I'm sorry if this question has been asked many times before, but the usual response to this types of questions seems that it depends on what you're planning on doing, so I figured I'd ask if my own calculations are correct as well.
The plan is to build an elk stack to gather logging for a number of servers. Looking at the log files currently, we would be at 130GB per day. This is without buffer for expansion, but our current logs are made very human readable, and we kind of assume that with an efficient logstash config we can reduce this number.
The system would be used by a limited number of users, as its mostly going to be used for performance analysis and troubleshooting of a platform.
The current idea is that we'd like to keep the data for 90 days. This seems a lot already though, and we might downsize that, but lets stick with 90 days for now.

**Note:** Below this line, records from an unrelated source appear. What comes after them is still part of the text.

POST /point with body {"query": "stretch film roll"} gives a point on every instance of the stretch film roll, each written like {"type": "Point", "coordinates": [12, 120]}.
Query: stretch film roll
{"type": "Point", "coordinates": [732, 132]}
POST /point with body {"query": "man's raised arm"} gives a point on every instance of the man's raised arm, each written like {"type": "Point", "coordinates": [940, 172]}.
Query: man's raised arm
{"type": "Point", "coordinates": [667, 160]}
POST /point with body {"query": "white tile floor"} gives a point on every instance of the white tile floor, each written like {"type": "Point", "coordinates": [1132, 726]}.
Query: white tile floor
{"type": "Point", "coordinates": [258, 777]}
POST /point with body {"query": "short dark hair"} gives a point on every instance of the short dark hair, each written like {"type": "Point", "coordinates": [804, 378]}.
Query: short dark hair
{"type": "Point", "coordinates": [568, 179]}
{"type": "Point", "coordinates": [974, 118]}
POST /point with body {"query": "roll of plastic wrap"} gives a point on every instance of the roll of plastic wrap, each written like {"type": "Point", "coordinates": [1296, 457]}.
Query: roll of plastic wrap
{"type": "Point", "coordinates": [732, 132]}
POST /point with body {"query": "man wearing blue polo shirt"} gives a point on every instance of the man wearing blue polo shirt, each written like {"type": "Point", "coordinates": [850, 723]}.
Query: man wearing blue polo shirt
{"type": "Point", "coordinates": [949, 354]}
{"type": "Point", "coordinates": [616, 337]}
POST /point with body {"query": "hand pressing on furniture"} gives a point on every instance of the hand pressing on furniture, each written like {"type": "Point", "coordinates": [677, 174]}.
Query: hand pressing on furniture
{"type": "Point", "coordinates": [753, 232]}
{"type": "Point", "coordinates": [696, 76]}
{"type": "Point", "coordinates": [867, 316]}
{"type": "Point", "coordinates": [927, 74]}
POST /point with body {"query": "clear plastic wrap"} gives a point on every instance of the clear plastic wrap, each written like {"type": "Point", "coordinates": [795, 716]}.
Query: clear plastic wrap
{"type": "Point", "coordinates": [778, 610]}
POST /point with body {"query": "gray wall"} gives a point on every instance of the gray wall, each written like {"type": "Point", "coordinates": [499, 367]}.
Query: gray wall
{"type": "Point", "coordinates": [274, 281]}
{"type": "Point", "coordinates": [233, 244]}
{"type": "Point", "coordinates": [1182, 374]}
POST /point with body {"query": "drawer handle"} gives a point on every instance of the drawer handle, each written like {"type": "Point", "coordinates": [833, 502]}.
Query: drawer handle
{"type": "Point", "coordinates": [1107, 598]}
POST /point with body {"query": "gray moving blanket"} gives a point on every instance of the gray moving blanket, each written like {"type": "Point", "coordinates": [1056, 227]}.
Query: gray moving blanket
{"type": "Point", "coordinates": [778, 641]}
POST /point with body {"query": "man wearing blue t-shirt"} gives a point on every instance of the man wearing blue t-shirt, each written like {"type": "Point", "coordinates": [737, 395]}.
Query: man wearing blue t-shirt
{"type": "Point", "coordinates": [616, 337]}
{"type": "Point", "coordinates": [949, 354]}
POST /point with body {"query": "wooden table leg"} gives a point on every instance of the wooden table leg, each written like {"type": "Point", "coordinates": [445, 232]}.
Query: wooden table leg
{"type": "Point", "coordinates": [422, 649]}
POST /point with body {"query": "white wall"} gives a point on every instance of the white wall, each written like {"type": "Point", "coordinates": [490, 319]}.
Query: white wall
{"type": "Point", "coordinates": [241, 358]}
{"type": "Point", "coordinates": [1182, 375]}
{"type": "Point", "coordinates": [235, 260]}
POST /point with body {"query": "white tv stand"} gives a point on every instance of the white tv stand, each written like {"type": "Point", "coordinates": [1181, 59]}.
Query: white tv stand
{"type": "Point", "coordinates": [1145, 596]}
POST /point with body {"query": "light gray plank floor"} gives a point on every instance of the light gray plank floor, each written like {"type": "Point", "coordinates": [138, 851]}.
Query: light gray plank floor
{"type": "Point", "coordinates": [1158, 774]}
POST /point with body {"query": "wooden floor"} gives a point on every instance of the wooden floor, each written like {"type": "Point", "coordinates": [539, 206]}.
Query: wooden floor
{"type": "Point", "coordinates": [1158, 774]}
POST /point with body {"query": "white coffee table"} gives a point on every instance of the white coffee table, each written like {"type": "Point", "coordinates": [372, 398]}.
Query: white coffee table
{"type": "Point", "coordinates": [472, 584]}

I may be completely wrong about this, but some older information/posts on the internet suggest that I have to multiply my data by 5 to get actual storage, and thats without taking into account replicas. But other articles (https://www.elastic.co/blog/elasticsearch-storage-the-true-story-2.0) suggest that a factor of 1.4 might be enough already. Which is correct?
Using the multiplication by 5 in my calculation, I would estimate that I need the following config/hardware:
- a minimum of 3 shards (based on max 50GB per shard)
- 114TB total cluster storage
- minimum of 9 data nodes with 2x8TB in raid0
While if I multiply by 1.4, it obviously becomes a completely different story:
- a minimum of 3 shards (based on max 50GB per shard)
- 32TB total cluster storage
- a minimum of 4 data nodes with 2x8TB in raid0
Of course a different disk plan could be used, but I figured I'd try to stick with a 2-disk raid0 to keep things simple (since the more disks in raid0 the worse the odds of it failing).
Which calculation would be the best way to estimate the needed storage, or is there even more I'm missing here?
For example, how does ram come into the picture here, would 64GB be enough?